Interfaith Dialogue builds bridges, not walls between different faiths

Editor’s Note: An earlier version of this article stated that Senior Choma Chukwu told a story about a group of blind men feeling an elephant and coming away with different conclusions. A different organizer told that story, not Chukwu. We apologize for the mistake

Last Tuesday, approximately 20 students came together in the College Union to take part in an Interfaith Dialogue. They came from various backgrounds, cultures and beliefs. They ranged from Orthodox Christians to secular Jews, but they came for a common purpose. In a conversational atmosphere and with open minds, they set out to overcome biases and create harmony between faiths. Coming with their own information and views, they left with a new understanding and appreciation for each other's religions.

After introductions, everyone took their seat in the circle and wrote down questions, comments and curiosities about other faiths on pieces of paper. The anonymous questions were mixed up and passed around, one for each participant. Varying in complexity and seriousness, the ideas raised so much discussion that the remaining two hours of the dialogue covered only half of them.

The students present reflected Christian, Jewish and Muslim faiths, although it's safe to assume that no two members of the discussion had identical beliefs. The discussion expressed many of the differences between religions, but moreover emphasized the commonalities. Not only did most students share the belief in one god or in similar testaments, but all students found that their beliefs promoted many of the same values and were connected to the culture in which they live.

One coordinator from the Intervarsity Christian Fellowship (IVCF), told a story of seven blind men in a room with one elephant. The story went that while all could feel the elephant in different ways, all were, in fact, feeling the same thing. Thus, the discussion was held under a context of education rather than preaching, of sharing rather than arguing.

Fatima Johnson, the Coordinator of Multicultural Affairs, said she was "very pleased to know that Geneseo students are engaging in such important dialogue. It is programs like these that can build bridges [instead of] walls."

Some of these bridges came in the form of information. There are many cultural similarities between Christianity, Judaism and Islam, from modern traditions to their respective origins. Even differences in culture and beliefs formed bonds of mutual curiosity among the students. Senior David Toub, an event coordinator from the Jewish student organization Hillel, pointed out that "even though there are all these issues going on in the Middle East and around the world, we can all come together… to find out what connects us rather than what separates us."

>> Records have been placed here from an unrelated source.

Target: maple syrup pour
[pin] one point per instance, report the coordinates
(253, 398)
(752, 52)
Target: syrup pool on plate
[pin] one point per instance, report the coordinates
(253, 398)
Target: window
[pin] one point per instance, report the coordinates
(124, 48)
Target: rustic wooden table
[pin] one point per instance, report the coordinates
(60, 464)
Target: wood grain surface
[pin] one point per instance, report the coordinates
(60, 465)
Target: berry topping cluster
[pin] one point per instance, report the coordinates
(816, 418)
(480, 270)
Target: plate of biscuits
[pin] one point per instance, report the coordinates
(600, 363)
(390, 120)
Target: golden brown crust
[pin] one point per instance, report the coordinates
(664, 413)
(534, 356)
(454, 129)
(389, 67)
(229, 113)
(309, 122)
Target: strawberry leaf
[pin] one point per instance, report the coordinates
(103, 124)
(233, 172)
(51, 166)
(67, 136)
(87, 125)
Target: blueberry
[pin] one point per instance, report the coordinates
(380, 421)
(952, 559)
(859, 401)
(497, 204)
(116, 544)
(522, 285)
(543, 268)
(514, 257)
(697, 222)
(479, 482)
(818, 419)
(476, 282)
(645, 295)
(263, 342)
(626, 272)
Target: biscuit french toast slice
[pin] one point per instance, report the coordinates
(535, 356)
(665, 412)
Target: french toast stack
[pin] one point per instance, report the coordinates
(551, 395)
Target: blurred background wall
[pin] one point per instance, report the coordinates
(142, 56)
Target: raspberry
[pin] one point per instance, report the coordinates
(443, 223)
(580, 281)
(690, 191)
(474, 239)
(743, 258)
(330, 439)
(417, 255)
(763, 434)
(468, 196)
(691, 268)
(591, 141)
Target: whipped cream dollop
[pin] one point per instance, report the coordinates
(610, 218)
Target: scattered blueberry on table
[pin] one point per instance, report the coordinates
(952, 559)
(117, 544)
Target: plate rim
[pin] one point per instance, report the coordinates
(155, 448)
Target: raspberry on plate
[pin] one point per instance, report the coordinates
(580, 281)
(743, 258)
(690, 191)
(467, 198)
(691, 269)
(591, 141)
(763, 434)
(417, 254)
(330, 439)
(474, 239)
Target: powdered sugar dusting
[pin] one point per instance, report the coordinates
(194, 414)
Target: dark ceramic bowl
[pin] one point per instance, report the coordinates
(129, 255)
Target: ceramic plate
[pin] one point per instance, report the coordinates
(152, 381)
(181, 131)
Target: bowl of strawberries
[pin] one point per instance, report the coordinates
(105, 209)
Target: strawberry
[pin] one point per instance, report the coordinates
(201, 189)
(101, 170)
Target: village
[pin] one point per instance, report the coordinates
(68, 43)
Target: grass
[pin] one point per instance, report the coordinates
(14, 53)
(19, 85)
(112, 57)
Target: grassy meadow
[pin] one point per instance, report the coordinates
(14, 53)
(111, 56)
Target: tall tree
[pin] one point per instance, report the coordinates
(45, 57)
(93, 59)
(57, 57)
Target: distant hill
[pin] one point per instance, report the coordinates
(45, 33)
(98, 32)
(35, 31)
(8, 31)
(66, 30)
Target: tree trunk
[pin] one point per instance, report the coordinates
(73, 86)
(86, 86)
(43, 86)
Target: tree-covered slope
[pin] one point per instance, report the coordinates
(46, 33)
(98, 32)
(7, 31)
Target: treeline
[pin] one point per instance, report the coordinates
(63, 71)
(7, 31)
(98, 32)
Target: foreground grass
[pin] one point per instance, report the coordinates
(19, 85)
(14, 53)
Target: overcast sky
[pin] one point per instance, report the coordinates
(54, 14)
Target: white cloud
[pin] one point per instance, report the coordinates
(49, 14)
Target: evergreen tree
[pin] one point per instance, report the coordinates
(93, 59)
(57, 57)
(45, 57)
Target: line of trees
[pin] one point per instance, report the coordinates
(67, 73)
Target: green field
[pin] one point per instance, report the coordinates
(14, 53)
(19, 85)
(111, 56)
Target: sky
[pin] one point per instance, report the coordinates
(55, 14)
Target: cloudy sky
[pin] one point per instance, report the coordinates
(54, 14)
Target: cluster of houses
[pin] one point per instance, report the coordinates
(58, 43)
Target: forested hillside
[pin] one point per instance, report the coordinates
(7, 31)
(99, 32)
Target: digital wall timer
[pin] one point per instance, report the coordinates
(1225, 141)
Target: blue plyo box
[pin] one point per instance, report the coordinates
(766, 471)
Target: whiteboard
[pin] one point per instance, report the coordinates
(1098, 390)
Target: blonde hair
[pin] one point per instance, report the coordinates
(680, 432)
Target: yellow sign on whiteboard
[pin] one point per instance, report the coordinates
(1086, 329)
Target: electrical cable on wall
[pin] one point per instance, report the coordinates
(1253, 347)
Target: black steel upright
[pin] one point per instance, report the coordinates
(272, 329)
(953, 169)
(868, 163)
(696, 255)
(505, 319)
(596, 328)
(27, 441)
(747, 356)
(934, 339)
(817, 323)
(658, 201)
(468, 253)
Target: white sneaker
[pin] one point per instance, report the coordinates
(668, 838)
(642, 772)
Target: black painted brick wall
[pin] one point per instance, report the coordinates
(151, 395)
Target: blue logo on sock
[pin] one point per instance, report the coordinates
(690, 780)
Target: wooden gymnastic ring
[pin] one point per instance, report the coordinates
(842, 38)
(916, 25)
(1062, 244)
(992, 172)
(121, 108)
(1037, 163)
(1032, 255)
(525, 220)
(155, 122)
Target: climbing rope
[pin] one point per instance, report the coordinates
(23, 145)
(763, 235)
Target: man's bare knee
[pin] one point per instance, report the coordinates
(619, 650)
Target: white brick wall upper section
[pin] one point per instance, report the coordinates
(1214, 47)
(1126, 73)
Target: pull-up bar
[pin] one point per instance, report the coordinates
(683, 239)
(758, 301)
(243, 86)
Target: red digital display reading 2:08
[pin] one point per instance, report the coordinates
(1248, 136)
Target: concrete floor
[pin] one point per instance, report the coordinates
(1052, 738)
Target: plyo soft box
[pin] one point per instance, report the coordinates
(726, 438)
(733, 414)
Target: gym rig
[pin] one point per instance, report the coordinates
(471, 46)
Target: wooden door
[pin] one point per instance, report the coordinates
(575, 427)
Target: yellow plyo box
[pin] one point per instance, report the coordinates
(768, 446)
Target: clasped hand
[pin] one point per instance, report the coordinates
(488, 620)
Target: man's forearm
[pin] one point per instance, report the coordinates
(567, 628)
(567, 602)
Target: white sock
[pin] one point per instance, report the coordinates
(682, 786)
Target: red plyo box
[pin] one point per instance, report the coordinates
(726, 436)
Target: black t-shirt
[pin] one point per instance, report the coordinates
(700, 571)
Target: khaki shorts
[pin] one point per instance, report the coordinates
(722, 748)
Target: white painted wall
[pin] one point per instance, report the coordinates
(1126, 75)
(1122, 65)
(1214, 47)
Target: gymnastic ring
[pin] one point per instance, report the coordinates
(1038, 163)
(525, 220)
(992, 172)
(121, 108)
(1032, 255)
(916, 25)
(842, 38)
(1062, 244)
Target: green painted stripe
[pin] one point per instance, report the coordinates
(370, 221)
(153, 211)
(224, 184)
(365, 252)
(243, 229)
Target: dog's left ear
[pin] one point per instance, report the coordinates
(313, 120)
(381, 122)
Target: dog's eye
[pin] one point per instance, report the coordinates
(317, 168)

While the exchange of information built a foundation, the dialogue was ultimately fueled by the beliefs behind the traditions. No matter how trivial or fundamental, each piece of input created more energy in the room.

The dynamics between all the speakers accomplished the mission of the dialogue itself, which Toub described as, "to break stereotypes and misunderstandings people may have about different religions."

"Battling ignorance is one of the hardest things to do," said senior Rachel Goeler, a member of Hillel, "but it's something that must be done to help stop the spread of intolerance."